These two pictures perfectly describe how I feel upon re-entering my life after a long run of work in three creative careers that have all simultaneously stopped. Coffee and computer by day, cocktails by night. Sometimes I reverse them just to see what happens.
I do find this to be the deeply unappealing side of a freelance life, even one that is successful like mine. I'm not sure how this always seems to happen, but it does. Here I am, fresh from 9 long months of work: back to back shows, recording audiobooks, writing drafts of my romance series...and then--SILENCE. The crushing silence of all my work having come to a conclusion, and the black void of What Comes Next looming ahead.
Now let's not get TOO dramatic. I've had a lovely and much needed September filled with a bit of recording, a last draft of DOUBLE DOWN (book 3 of The Bod Squad Series) and TWO wonderful trips...one to New Orleans-- much good for the soul-- and one to San Francisco to see family and my beautiful 2 and a half yr old nephew--good for the heart. So I'm glad about that. And I do have a show I'm doing in NYC in the winter with a company I've wanted to work with for some time. But I do think it's amazing to always come back to this potent re-set as a freelance artist, this fertile yet terrifying moment where the looming void of nothing presents itself as a possible lifelong partner.

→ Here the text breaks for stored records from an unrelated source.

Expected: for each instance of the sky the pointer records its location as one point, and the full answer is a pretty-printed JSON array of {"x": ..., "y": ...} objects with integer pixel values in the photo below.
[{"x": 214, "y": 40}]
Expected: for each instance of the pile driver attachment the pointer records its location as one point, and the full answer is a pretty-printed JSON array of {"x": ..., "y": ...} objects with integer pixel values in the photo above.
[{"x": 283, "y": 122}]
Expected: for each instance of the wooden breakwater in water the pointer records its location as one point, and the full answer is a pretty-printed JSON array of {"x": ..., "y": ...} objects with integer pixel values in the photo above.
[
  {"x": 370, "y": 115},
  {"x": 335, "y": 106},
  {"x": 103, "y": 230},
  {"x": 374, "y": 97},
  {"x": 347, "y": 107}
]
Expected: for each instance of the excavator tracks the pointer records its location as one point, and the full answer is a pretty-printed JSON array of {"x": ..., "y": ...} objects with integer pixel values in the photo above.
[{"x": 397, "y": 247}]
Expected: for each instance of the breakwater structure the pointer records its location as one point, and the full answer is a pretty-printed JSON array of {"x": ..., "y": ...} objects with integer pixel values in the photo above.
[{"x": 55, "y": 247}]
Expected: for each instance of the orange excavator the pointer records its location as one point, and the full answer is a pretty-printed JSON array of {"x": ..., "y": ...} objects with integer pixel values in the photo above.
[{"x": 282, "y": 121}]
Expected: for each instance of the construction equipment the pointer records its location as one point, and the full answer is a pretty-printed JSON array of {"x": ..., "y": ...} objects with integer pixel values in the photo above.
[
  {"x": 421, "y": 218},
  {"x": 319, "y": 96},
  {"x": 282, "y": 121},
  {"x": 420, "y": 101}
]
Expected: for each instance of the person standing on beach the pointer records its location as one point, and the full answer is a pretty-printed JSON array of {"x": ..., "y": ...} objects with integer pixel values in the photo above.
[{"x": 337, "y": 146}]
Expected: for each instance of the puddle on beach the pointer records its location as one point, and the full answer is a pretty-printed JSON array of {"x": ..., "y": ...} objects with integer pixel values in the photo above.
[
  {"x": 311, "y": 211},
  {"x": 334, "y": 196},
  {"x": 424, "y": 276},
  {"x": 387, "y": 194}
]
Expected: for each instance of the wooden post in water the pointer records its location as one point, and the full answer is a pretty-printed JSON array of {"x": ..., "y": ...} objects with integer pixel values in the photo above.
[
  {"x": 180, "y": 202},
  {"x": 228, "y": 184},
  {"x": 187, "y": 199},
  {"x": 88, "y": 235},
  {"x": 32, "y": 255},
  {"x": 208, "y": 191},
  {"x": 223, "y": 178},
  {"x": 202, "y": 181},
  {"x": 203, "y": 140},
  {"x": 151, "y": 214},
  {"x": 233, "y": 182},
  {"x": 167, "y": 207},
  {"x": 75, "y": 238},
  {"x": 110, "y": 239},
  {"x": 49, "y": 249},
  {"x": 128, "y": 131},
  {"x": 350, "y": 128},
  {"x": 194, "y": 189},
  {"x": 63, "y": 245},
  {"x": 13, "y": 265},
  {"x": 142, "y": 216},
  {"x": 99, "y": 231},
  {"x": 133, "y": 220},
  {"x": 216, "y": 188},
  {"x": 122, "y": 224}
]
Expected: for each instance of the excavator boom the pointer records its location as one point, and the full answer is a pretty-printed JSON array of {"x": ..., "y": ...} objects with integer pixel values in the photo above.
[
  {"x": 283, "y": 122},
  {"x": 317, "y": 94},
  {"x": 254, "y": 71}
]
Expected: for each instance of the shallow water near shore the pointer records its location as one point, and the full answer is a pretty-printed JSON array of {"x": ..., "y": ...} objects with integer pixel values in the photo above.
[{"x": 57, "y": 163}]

My home remedies: coffee. whiskey. yoga. meditation. writing. organizing. dates with friends. some kinda art. some kinda volunteering. not necessarily in that order:)
It always brings up a big question for me... this quietude is so vital, so necessary to being an artist...how to make it less terrifying when you're living contract to contract? I always wrestle with it.
But for the moment...glad for a bit of peace!